Pediatric patients that could benefit from an MRI of the abdomen, chest, or pelvis often undergo CT scans instead. Although a CT scan can be sufficient in many cases, an MRI often provides additional information that can influence treatment.
For example, MRIs are particularly suited for revealing abnormalities in soft tissues such as ligaments and cartilage and organs such as the brain and heart. MRIs can provide information about blood flow, be used to detect metabolic changes in tissue, or reveal molecular changes that occur in the early stages of disease well before larger structural changes can be observed.
However, it is difficult to do an MRI on a child because they must hold completely still while lying in a scanner sometimes for over an hour. In addition, the confined space of the MRI machine combined with the loud noises it generates, can upset children making it even more difficult for them to remain still.
Another challenge is that young children have trouble holding their breath on command, a task that is required during a scan of the torso to prevent movements of the chest and abdomen from causing image distortion.
In some cases, doctors can obtain satisfactory MRI images by giving children enough anesthesia to temporarily suspend movement of their lungs and abdomen. The child’s breathing is controlled throughout the scan by a ventilator, but is halted by the anesthesiologist for short intervals when the MRI technician needs the torso to be still.
Shreyas Vasanawala MD. PhD, Associate Professor of Radiology at Stanford University www.radiology.standord.edu reports that this approach can be problematic. “You are taking a procedure that is otherwise non-invasive and turning it into a much bigger deal. Also, there are some risks associated with being under anesthesia along with higher costs for the MRI.”
Vasanawala’s goal has been to design and build special MRI signal receiving coils tailored to a child’s body surrounding the part of the body being imaged to capture the radiofrequency signal produced by the child’s body during an MRI scan.
Vasanawala and his team in collaboration with GE Healthcare constructed parallel arrays of child-size receiver coils for imaging the abdomen. While the reduced size of the coils enhances image clarity, the parallel array layout speeds the scan time by allowing individual coils to pick up the signal from different parts of the body simultaneously rather than sequentially.

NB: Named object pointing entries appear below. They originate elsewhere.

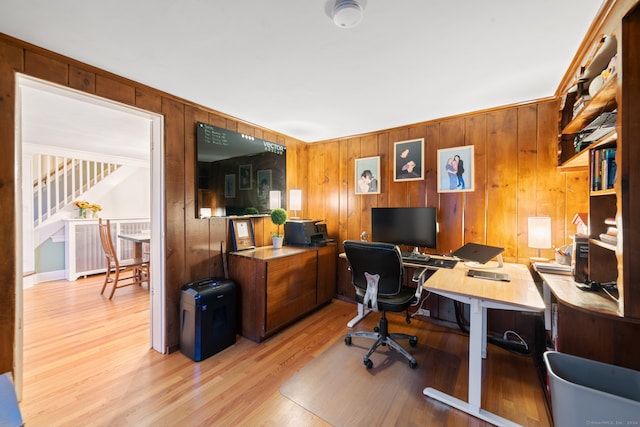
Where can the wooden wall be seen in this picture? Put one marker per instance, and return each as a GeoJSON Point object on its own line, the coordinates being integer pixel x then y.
{"type": "Point", "coordinates": [516, 176]}
{"type": "Point", "coordinates": [515, 158]}
{"type": "Point", "coordinates": [193, 246]}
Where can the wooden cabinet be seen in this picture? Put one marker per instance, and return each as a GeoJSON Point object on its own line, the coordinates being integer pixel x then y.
{"type": "Point", "coordinates": [612, 210]}
{"type": "Point", "coordinates": [594, 324]}
{"type": "Point", "coordinates": [278, 286]}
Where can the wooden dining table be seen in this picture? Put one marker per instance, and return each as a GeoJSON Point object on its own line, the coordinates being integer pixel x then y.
{"type": "Point", "coordinates": [138, 239]}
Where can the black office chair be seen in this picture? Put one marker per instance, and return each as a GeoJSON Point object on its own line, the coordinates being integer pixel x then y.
{"type": "Point", "coordinates": [377, 273]}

To further decrease scanning time, Vasanawala worked with the University California at Berkeley www.berkeley.edu/index.html to implement a technique called compressed sensing. Compressed sensing reduces scan times by gathering only a small fraction of the data conventionally needed to enable reconstruction of a complete magnetic resonance image which is referred to as under sampling.
As a result of the research at Stanford, Vasanawala’s pediatric abdominal MRI program is changing the way children are imaged. “We’ve gone completely to a free breathing approach,” says Vasanawala. “Instead of putting a tube down the throat for anesthesia, the children are lightly sedated. For some children in borderline age groups where in the past they would have had to undergo anesthesia, they are now getting MRIs without anesthesia altogether.”
Vasanawala’s pediatric MRI program enabled a five year old child to avoid a liver transplant, after an initial standard MRI revealed a large tumor on the liver. Doctors at three hospitals unanimously recommended a liver transplant.
At the recommendation of a neighbor, the boy’s parents met with the Chief of Clinical Transplantation at the Stanford University Medical Center who suggested they get another picture of the tumor using Vasanawala’s pediatric MRI technology approach.
The resulting images persuaded doctors that the tumor was operable. During a four hour surgery, the doctors removed the tumor along with 60 percent of the liver. The operation was successful and most of the boy’s liver grew back within six weeks. Today the boy is cancer free and living a normal life.